Les pharisiens et les scribes
ont reçu les clefs de la connaissance
et ils les ont cachées.
Ils ne sont pas entrés à l'intérieur
et ceux qui veulent entrer,
ils les en empêchent.
Vous, soyez attentifs comme le serpent
et simples comme la colombe.
Mais comme le montre bien Dostoïevski, le grand inquisiteur veille (et le grand inquisiteur, il est en chacun de nous). Il s'adresse ainsi au Christ: "Tu as révélé aux hommes une trop grande liberté. Ils sont malheureux. Ils ne savent pas quoi en faire. Nous, nous leur avons enseigné ce qui est bien, ce qui est mal. Nous leur avons dit ce qu'il faut faire... Ils sont peut-être moins libres, mais ils sont plus heureux."

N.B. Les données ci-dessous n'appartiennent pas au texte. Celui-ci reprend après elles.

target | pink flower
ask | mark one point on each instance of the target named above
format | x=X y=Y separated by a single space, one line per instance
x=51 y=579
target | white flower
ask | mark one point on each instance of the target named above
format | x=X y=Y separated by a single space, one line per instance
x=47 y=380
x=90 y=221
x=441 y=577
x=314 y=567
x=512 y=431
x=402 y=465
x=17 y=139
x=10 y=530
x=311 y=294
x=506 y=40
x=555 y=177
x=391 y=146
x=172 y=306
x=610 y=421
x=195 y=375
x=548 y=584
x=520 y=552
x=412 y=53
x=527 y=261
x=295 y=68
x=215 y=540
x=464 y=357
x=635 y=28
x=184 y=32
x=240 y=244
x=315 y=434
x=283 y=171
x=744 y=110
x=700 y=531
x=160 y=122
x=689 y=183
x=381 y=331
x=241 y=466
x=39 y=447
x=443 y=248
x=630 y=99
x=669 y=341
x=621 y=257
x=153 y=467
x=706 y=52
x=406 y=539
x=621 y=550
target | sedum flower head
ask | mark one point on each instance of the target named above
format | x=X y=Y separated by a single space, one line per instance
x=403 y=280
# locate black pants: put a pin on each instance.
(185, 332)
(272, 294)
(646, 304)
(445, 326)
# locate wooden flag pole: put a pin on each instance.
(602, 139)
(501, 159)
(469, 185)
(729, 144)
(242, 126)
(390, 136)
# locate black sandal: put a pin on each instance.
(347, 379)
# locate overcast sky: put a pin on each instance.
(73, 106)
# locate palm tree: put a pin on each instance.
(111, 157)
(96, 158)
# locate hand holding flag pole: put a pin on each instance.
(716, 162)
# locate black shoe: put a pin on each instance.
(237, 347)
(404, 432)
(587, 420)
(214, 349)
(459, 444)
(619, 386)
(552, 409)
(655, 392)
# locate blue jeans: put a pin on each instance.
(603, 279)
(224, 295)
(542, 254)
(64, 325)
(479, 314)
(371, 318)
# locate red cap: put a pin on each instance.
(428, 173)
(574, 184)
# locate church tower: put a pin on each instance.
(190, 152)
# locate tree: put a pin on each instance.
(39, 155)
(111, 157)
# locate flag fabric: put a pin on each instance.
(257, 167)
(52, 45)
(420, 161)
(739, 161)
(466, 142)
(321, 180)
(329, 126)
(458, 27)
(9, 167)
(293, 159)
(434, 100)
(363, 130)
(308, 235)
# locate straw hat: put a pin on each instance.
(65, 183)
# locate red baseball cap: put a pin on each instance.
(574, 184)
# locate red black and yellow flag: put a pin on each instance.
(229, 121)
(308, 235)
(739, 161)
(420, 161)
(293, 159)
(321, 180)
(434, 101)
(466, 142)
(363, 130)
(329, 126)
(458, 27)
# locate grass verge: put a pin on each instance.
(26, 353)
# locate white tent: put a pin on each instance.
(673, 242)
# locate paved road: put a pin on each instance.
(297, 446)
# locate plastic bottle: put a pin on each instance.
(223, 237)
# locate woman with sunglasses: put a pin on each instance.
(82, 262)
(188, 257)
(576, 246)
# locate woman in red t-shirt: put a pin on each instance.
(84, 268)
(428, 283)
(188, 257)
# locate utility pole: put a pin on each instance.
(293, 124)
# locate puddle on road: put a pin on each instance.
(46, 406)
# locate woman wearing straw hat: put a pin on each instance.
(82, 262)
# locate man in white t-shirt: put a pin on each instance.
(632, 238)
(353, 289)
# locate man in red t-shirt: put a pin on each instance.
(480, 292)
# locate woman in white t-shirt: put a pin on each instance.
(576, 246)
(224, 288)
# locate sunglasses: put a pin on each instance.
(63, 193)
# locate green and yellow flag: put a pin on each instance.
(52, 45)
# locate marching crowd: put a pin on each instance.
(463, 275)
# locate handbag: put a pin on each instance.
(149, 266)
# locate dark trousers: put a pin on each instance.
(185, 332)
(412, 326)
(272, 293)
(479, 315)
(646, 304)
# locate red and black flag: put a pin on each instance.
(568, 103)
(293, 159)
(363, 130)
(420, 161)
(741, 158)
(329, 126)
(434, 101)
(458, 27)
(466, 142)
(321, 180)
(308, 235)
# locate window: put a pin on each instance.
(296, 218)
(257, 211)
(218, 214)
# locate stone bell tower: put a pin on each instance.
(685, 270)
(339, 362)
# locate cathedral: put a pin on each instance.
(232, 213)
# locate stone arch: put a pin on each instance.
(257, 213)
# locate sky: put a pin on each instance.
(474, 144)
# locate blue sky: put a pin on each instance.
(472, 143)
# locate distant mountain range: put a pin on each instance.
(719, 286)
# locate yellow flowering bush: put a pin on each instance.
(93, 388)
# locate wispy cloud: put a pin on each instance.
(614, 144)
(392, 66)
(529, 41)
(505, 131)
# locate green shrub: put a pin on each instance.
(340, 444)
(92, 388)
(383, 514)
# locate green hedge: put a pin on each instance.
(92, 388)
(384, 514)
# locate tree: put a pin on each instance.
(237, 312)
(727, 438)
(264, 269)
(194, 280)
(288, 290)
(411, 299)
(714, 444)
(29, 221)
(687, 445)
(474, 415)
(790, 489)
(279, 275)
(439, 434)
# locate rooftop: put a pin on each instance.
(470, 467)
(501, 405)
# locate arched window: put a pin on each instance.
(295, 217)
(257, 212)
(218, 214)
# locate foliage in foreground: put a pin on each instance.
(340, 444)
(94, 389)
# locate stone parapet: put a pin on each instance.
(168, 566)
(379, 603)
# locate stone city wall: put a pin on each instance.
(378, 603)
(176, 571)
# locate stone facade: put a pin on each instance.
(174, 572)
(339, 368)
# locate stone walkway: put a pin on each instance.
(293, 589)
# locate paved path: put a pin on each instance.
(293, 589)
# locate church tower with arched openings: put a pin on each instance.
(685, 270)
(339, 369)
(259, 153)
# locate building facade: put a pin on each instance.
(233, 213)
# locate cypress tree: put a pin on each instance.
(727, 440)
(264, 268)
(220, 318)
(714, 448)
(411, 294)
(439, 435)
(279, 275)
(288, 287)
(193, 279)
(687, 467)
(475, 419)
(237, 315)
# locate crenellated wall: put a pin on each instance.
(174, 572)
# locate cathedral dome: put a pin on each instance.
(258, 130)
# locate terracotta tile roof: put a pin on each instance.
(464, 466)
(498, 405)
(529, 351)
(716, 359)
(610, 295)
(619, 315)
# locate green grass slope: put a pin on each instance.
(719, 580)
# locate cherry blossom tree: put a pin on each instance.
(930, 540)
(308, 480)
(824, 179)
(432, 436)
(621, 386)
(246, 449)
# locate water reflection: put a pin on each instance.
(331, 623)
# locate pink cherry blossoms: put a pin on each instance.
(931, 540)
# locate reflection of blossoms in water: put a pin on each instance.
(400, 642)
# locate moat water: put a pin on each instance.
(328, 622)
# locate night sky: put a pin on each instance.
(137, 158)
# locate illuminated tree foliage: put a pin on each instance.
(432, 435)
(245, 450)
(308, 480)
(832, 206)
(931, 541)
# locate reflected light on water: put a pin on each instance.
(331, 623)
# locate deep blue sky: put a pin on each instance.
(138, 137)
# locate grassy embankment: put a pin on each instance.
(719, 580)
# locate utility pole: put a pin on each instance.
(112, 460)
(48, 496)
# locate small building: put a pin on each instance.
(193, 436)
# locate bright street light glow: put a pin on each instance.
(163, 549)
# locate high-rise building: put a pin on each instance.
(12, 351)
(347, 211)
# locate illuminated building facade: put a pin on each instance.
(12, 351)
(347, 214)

Dans la voix du grand Inquisiteur, on reconnaît la voix de tous les régimes totalitaires qui veulent faire le bonheur de l'homme, mais sans que l'homme y participe par sa liberté...Les scribes et les pharisiens ont reçu les clefs de la connaissance mais ils ne veulent pas s'en servir pour ouvrir la porte à tous les hommes. Ils gardent le trésor des paroles égangéliques pour eux ou -plus grave, ils les réduisent, ne leur donnant qu'un sens vulgaire ou grossier. Ils n'ont pas été des "herméneutes": "Ils distribuent les noix, sans briser la coquille et les enfants se cassent les dents. Ils ne sont pas entrés dans l'amande -dans le noyau du message."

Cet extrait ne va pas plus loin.